Sachsen hat natürlich Konkurrenz

Klaus-Peter Hansen.  © Kristin Schmidt

In Brasilien herrscht eine Jugendarbeitslosigkeit von 27 Prozent. Mehrere sächsische Krankenhäuser und Pflegeeinrichtungen haben sich hier bereits bei der Auffüllung ihres Fachpersonals bedient. Man ist weiterhin vor Ort aktiv.

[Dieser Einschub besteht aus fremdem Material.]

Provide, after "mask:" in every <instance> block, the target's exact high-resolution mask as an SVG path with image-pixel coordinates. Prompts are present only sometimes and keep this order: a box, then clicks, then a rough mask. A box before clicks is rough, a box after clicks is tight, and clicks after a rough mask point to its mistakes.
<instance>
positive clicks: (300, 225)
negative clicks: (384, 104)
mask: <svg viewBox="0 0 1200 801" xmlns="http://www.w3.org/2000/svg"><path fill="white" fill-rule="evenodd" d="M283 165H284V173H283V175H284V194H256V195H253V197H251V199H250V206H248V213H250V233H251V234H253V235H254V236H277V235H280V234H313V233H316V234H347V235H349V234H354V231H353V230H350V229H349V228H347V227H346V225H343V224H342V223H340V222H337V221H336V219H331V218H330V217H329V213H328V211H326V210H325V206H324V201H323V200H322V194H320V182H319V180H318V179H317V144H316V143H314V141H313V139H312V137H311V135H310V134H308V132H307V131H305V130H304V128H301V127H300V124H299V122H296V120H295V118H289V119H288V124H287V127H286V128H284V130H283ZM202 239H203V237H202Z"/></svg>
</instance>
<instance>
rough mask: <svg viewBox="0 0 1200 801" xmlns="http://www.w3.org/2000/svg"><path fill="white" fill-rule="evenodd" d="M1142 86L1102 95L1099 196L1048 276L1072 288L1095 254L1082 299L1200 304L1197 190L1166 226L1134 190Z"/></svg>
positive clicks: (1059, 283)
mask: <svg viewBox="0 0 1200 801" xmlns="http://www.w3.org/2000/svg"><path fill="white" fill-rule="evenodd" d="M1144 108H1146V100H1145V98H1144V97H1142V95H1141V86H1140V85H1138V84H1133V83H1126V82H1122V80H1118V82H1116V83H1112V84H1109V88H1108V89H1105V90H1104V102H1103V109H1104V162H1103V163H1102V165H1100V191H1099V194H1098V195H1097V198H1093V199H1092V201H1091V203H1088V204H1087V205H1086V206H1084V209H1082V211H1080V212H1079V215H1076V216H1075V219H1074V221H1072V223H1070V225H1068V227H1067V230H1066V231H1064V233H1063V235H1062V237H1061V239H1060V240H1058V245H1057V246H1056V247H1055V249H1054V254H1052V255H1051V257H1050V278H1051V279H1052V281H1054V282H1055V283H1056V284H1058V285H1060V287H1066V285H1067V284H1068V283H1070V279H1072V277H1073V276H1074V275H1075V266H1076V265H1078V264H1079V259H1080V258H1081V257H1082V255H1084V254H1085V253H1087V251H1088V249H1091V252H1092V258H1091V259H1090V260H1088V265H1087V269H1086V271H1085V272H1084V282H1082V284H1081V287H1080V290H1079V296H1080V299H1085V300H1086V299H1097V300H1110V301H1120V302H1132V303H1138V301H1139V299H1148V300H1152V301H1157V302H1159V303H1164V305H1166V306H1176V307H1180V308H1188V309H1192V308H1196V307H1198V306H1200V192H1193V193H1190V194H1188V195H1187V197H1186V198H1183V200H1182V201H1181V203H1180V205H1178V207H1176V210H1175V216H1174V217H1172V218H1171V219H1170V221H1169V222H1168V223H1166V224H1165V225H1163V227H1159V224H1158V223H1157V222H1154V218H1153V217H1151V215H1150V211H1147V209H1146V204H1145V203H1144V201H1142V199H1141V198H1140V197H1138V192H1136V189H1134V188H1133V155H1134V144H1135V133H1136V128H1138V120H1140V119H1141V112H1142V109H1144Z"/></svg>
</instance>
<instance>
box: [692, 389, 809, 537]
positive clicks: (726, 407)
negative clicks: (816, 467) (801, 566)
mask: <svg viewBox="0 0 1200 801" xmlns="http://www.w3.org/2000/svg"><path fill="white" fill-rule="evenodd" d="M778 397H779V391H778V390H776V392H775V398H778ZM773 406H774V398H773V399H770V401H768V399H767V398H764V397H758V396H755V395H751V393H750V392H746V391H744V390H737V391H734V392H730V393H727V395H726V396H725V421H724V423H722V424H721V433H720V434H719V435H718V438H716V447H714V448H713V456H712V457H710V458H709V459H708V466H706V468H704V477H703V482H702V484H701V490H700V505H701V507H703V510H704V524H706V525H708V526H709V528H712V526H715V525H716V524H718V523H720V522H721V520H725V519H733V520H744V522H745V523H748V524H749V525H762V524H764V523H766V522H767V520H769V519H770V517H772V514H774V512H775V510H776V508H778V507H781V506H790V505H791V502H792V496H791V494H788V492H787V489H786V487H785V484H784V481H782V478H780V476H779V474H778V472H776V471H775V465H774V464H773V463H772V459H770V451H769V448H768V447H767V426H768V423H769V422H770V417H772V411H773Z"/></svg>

In Indien konzentrieren sich sächsische Wirtschaftsbosse vornehmlich auf den Bundesstaat Tamil Nadu, in dem es wie in Sachsen viel Fahrzeug- und Maschinenbau gibt.

Auch mit den zentralasiatischen Ländern Usbekistan und Kirgisistan gibt es sächsische Annäherungsversuche. Hier lebt eine sehr junge Bevölkerung, deren Bereitschaft zur Auswanderung recht hoch ist.

Natürlich befindet sich der Freistaat bei der Suche nach Fachkräften in diesen Regionen in Konkurrenz zu Unternehmen aus den anderen Bundesländern. Denn auch dort steigt durch die demografische Situation der Bedarf.

Doch irgendjemand muss die Arbeit ja machen.